Crate Digging: Our Holiday Jazz Favorites

Remember record stores? Remember the thrill of turning your friends on to new music by swapping vinyl and CDs? Yeah, we do too. That’s why we’re rebooting that tradition for the digital age with our “Crate Digging” video series, in which we’ll search through crates of our memories to bring you a handful of album recommendations on a given theme. It’s social media in the truest sense of the term: no algorithms, no computer-generated playlist. Just jazz fans sharing records with other jazz fans.

You can watch a full-length discussion of the albums via the video player below. Write-ups of individual albums and sample tracks follow. Welcome to the party. This week’s theme is holiday albums.


Duke Ellington and His Orchestra, The Nutcracker Suite (Columbia, 1960)

Duke Ellington and Billy Strayhorn embarked on a formidable number of varied projects following Ellington’s Orchestra sensational success at the 1956 Newport Jazz Festival. Among the most overlooked are their takes on symphonic works, the first of which came in 1960, and was a reinterpretation of Tchaikovsky’s popular Nutcracker Suite. Ellington and Strayhorn take turns reinventing movements from this beloved suite, and the end result is positively glowing with the elegance, musicianship, creativity and good humor that Ellington and his gang were known for.


Vince Guaraldi Trio, A Charlie Brown Christmas (Fantasy, 1965)

Nobody plays quite like Vince Guaraldi, a master of saying more with less. For him, it was all about the touch and feel. His compositions on A Charlie Brown Christmas are deceptively simple. Yet each one is a masterpiece in its own right, from “Linus and Lucy” to “Christmas Time Is Here,” and for many, it not the holiday season without them. Guaraldi had been initially tapped to make music for a documentary on the Peanuts franchise and was later called back to make music for this 1965 TV special and other Peanuts holiday specials. The rest is history.


Dave Brubeck, A Dave Brubeck Christmas (Telarc, 1996)

Dave Brubeck was a pioneer of full-length solo piano recordings, being one of the first major jazz artists to release successful ones in the ’50s, influencing generations of pianists to come, including Keith Jarrett. His 1996 solo album found him taking on a number of Christmas carols in ways ranging from introspective to virtuosic, and evoking varied piano traditions and idioms. 1996 also happened to have been a landmark year for Brubeck, during which he was recognized with a GRAMMY Award for Lifetime Achievement.


Dexter Gordon, Homecoming: Live at the Village Vanguard (Columbia, 1977)

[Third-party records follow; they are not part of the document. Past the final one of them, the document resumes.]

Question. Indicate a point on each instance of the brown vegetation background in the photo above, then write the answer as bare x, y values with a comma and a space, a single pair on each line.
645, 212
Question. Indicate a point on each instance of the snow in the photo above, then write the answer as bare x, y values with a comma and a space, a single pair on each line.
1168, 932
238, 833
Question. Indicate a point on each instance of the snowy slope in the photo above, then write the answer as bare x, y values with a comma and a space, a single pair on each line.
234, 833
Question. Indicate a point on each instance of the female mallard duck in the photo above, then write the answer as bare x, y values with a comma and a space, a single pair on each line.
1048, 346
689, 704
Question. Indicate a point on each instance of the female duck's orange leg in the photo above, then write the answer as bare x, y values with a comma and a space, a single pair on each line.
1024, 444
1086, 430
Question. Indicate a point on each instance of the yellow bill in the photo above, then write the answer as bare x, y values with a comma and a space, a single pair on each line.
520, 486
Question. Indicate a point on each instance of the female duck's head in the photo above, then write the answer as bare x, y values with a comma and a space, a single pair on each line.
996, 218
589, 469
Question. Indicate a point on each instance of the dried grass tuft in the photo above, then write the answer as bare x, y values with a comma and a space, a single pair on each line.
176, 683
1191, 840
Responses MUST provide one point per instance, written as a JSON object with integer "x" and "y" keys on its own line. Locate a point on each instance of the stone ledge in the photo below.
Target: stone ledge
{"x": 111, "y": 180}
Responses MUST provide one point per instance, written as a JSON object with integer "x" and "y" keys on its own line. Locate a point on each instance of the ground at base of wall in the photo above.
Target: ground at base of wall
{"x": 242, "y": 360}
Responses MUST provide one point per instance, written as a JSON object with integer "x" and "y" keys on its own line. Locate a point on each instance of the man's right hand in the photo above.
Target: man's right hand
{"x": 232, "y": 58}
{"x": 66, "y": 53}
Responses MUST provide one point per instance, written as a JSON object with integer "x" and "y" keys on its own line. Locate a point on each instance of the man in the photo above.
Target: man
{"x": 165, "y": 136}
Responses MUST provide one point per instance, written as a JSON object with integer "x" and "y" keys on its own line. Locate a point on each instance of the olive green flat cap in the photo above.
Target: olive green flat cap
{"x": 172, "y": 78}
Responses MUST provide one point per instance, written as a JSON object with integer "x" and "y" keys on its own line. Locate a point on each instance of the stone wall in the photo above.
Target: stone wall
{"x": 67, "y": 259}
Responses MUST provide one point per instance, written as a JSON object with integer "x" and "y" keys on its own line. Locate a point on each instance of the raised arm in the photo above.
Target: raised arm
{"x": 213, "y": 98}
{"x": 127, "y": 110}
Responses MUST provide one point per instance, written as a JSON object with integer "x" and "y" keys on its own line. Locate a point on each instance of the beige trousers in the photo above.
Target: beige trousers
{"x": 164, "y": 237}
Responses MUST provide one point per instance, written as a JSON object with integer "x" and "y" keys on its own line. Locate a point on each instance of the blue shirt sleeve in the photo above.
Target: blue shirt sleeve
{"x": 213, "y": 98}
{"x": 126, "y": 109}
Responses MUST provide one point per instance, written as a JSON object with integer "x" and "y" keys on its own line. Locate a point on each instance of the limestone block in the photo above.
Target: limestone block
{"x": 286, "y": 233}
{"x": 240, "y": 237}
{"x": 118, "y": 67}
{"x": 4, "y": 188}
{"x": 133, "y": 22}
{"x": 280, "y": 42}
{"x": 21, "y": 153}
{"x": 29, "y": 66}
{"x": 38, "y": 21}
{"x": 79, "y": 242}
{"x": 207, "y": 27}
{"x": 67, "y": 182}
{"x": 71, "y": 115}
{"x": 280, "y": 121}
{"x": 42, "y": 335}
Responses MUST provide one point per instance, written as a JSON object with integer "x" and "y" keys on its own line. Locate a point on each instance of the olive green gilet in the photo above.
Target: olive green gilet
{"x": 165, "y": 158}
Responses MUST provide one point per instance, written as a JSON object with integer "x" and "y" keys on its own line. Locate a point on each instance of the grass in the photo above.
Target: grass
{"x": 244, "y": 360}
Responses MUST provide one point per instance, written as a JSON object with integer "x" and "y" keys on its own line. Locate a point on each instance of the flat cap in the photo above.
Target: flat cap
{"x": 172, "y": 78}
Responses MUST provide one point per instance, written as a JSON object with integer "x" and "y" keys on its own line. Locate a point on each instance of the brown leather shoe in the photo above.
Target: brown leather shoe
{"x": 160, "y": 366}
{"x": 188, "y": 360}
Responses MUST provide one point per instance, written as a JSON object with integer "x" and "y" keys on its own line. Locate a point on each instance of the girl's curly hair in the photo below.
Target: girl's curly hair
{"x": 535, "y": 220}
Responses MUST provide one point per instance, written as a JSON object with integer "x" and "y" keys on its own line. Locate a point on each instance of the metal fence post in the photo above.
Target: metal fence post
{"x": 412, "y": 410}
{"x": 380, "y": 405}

Homecoming is to holiday albums as Die Hard is to holiday movies. While it may not be specifically holiday-themed, there are enough things about it to aptly melt your heart at this time of the year. Firstly, it is a stellar live album recorded by Dexter Gordon and a smoking band. But it was recorded at a significant time, smack in New York City in the middle of a holiday season as the saxophonist was returning to the United States from Europe after a long residency there. After all, isn’t that what the holiday season is all about?


Warren Wolf, Christmas Vibes (Mack Avenue, 2020)

Anyone enamored with the sound of the vibraphone is familiar with Warren Wolf, one of the greatest interpreters of the instrument today. On Christmas Vibes, he applies his craft and talents to a number of Christmas songs and even contributes an original of his own to the canon. Standout tracks feature his vibraphone front and center. And even listeners who are not fans of Christmas music will appreciate Christmas Vibes‘ groove and swing, as it offers something for everyone to dig.


Leslie Odom Jr., The Christmas Album (S-Curve, 2020)

Leslie Odom Jr. is a phenomenal artist, known among other things for his role in Broadway sensation Hamilton, as well as a great vocalist whose roots are in jazz, soul and R&B. His new Christmas album shows he has the chops and is definitely a showcase for his versatility. It also gets bonus points for including rarely heard tracks, including the Hannukah song “Ma’oz Tzur,” the Hawaiian-themed Christmas song “Mele Kalikimaka” and even the traditional New Year’s Eve theme, “Auld Lang Syne.”